For months now, AOL has clearly been preparing to exploit television for brand-extension. In March, AOL acquired LightSpeed Entertainment, run by The Spot creator Scott Zakarin. As part of that deal, AOL created the Greenhouse Entertainment Network under the aegis of producer Brandon Tartikoff to develop properties specifically for TV, of which the Santa deal arranged last month was one. The first of these projects, Beggars and Choosers, about a struggling TV network, is expected to air this fall on Showtime with a cross-promoted site launch on AOL.

Bob Freidman, head of New Line Television, which co-produces AOL's channel network, The Hub, said AOL is looking to build critical mass for its audience. "AOL is in 10 million homes," he notes. "They're a mini-cable network." Within the year, Freidman, who helped to create MTV, expects a handful of Hub properties like Tarot to Go or Dr. Judy the sex columnist to air on TV. "We always believed if we created a successful brand [with the Hub], that we would take that brand to other media," Freidman adds.

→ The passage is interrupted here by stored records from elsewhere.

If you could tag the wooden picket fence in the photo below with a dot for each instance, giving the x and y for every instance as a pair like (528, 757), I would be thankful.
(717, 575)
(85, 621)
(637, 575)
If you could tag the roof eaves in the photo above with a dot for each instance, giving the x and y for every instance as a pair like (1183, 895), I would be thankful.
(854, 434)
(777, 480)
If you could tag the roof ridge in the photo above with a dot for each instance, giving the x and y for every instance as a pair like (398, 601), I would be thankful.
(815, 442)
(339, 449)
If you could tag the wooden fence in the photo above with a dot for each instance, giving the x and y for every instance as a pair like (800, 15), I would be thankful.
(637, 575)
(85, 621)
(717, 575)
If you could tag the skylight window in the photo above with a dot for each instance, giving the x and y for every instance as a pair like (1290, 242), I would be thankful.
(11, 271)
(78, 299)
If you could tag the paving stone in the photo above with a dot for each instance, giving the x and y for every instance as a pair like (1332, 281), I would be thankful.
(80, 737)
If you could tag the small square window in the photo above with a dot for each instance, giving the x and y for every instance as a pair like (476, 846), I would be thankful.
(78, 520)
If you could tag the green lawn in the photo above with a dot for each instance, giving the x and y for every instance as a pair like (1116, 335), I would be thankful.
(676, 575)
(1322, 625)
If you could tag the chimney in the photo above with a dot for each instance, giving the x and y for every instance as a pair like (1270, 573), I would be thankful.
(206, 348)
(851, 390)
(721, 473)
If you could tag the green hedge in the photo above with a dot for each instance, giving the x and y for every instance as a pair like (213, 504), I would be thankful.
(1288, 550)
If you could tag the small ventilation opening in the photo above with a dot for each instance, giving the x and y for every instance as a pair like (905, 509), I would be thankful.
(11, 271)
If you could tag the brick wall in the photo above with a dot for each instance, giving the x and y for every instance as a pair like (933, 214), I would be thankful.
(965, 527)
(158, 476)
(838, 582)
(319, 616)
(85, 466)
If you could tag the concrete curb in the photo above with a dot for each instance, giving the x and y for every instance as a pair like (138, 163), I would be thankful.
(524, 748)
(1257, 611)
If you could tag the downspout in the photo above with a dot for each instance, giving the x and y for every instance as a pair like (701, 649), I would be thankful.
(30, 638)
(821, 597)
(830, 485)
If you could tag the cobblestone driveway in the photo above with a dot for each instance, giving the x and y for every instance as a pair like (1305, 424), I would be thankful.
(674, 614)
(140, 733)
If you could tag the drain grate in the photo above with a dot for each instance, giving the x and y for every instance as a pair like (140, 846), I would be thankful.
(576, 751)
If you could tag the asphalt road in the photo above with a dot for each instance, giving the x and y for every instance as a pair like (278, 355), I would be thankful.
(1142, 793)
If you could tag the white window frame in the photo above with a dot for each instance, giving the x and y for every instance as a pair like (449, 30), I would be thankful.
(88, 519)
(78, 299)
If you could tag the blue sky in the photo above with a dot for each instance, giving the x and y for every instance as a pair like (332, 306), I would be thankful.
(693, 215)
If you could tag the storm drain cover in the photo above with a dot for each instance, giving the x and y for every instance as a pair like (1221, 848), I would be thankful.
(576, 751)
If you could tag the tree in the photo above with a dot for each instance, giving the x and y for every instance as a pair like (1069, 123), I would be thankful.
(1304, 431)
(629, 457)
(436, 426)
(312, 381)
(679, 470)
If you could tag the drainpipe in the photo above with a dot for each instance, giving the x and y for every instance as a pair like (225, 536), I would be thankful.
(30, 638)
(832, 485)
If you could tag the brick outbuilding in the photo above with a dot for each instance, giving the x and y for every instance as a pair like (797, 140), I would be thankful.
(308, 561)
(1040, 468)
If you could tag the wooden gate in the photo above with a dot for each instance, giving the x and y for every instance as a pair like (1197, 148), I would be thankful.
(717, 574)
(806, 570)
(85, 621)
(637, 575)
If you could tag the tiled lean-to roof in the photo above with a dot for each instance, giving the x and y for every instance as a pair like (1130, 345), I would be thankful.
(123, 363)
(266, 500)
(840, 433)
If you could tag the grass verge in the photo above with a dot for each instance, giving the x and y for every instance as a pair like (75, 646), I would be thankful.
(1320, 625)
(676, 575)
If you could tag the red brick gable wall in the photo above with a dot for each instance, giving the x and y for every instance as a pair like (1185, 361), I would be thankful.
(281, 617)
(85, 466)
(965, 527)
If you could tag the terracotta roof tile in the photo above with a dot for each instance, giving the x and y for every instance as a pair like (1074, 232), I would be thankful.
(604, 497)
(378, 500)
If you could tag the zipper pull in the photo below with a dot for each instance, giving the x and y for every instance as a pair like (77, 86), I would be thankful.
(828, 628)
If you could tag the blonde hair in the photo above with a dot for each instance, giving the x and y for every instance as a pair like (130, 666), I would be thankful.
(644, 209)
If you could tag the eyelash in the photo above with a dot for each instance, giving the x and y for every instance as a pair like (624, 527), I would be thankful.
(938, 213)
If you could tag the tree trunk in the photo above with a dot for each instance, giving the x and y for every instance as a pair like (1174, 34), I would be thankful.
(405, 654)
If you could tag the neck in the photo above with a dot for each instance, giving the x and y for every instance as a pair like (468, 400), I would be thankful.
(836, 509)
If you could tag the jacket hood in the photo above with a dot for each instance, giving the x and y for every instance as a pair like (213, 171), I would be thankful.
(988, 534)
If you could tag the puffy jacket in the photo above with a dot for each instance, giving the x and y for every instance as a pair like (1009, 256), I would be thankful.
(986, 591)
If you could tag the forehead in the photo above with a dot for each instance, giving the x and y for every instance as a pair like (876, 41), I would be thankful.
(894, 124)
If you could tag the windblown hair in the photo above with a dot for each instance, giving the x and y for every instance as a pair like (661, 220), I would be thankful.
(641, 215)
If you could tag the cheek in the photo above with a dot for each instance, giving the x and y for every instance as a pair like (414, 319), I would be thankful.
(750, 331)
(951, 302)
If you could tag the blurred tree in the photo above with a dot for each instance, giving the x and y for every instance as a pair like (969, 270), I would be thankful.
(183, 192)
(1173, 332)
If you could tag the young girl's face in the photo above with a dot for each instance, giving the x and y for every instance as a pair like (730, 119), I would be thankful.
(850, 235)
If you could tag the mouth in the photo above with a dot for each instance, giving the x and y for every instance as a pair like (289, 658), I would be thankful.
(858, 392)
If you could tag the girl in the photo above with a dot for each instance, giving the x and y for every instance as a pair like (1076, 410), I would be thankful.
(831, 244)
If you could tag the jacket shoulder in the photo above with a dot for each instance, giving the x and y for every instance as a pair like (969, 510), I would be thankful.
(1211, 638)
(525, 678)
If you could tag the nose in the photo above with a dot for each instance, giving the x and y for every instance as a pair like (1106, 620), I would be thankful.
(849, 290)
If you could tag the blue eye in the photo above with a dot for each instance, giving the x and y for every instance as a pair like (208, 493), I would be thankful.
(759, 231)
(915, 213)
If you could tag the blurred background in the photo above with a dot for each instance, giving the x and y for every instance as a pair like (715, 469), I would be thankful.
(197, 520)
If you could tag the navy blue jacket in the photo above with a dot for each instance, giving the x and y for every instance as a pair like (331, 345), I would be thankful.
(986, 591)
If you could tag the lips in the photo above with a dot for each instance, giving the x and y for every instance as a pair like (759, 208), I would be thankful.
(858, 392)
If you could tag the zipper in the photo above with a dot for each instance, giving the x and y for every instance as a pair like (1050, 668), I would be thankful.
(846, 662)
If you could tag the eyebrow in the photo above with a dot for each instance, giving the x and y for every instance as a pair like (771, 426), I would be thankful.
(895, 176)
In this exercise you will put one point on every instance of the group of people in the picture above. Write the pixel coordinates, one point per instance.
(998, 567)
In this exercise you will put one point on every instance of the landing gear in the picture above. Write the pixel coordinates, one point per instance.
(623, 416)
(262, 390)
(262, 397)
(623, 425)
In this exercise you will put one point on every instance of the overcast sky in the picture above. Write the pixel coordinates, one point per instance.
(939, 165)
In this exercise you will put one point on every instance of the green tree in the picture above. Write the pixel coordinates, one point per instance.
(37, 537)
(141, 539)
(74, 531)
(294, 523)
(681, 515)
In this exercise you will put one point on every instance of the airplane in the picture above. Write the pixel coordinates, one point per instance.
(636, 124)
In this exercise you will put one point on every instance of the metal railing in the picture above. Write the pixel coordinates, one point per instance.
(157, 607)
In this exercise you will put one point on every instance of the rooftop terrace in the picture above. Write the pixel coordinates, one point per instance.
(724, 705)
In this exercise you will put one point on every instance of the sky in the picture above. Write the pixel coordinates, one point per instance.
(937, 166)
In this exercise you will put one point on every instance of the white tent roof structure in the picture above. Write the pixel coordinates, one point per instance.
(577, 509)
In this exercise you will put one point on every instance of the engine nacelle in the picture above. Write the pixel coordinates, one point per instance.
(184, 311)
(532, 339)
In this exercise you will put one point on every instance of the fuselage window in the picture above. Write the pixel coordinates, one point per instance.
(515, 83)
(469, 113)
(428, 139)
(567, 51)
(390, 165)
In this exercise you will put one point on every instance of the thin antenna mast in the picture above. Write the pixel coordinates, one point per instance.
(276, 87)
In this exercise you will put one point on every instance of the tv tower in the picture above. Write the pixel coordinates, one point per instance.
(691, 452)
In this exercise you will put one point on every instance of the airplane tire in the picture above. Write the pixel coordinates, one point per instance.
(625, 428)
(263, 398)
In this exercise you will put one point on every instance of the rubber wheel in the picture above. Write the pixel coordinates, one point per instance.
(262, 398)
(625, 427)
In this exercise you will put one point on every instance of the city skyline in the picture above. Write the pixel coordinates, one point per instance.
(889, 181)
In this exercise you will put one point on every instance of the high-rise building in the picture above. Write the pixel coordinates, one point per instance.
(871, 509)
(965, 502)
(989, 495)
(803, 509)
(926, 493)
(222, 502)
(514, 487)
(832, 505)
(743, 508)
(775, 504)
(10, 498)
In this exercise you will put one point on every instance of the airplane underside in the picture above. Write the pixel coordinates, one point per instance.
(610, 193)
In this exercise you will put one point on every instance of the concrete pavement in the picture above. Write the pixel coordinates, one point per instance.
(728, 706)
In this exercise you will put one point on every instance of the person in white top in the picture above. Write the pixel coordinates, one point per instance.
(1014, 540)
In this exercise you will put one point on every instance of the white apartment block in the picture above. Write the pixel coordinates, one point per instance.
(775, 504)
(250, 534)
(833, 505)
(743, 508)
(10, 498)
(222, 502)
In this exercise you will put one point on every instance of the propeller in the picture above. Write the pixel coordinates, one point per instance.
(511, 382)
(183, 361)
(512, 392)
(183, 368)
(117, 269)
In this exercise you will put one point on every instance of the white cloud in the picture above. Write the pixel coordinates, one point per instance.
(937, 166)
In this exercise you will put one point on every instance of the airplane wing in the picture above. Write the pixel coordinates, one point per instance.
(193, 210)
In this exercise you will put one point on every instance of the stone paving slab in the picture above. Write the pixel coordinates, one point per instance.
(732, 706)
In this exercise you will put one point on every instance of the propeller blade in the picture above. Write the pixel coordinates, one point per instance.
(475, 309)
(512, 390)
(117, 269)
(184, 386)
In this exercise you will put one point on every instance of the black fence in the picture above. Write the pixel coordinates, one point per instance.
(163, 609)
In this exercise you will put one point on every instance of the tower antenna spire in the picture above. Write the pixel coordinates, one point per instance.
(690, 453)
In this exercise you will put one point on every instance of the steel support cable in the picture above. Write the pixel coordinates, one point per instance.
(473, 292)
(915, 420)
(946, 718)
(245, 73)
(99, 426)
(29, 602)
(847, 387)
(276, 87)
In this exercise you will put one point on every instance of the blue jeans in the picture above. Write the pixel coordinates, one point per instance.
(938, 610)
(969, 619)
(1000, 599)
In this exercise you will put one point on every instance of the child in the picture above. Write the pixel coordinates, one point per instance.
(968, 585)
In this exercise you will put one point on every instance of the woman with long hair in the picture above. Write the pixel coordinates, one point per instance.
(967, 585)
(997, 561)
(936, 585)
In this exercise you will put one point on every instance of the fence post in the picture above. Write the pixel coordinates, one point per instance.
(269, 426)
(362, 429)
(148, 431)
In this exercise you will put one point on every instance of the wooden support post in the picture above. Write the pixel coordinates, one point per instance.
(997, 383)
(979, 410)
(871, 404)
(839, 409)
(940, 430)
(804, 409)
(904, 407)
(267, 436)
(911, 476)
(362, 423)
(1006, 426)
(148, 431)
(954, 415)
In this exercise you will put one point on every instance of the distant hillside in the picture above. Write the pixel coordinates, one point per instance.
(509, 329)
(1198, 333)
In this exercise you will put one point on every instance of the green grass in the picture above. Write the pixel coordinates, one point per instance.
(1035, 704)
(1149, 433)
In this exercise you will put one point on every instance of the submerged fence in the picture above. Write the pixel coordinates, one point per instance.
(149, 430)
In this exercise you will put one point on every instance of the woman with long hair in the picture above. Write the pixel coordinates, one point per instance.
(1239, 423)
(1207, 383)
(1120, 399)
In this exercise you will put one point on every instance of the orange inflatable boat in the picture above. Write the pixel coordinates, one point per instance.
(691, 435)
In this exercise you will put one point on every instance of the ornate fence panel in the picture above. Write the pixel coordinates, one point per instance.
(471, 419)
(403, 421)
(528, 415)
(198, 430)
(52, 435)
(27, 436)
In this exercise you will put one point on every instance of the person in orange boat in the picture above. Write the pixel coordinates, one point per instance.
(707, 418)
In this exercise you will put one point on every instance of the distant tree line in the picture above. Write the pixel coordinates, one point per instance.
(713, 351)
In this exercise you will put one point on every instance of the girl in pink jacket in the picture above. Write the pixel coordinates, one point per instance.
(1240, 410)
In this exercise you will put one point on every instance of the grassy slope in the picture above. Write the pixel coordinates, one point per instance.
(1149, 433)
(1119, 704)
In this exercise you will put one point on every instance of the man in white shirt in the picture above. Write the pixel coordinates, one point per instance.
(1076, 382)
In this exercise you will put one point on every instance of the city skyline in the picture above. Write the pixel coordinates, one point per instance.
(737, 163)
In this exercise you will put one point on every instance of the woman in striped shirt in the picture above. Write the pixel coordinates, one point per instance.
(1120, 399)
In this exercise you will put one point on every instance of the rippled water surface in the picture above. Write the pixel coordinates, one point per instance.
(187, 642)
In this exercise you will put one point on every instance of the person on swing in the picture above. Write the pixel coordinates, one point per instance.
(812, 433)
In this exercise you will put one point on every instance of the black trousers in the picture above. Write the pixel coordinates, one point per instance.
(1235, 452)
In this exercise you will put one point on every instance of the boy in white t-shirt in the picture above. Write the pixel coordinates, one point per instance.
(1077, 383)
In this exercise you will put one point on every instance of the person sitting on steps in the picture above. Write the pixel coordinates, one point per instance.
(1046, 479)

The field is quickly crowding with prospective projects, but many producers are hesitant to go public with their deals until networks have signed "pay-pilot" contracts to guarantee exposure for their work. Microsoft's content-development wing, M3P, has multiple projects which could air this fall, and Cybergrrl is shopping around a cartoon project, but final deals have not been secured.

The television industry, however, remains skeptical of online brands brought into television. "I used work in Broadway, and every off-off Broadway show was 'Broadway bound,'" says agent Jonathan Trumper at William Morris. "More people talk about cyberprojects being headed for TV than actually being the case in the end."

For Trumper, the Web projects themselves have a ways to go before they could work as episodic shows. "What really works is a compelling character," he says, "and in terms of the slickness of TV formulas ... a lot of [work online] is just clunky."

From the Wired News New York Bureau at FEED magazine.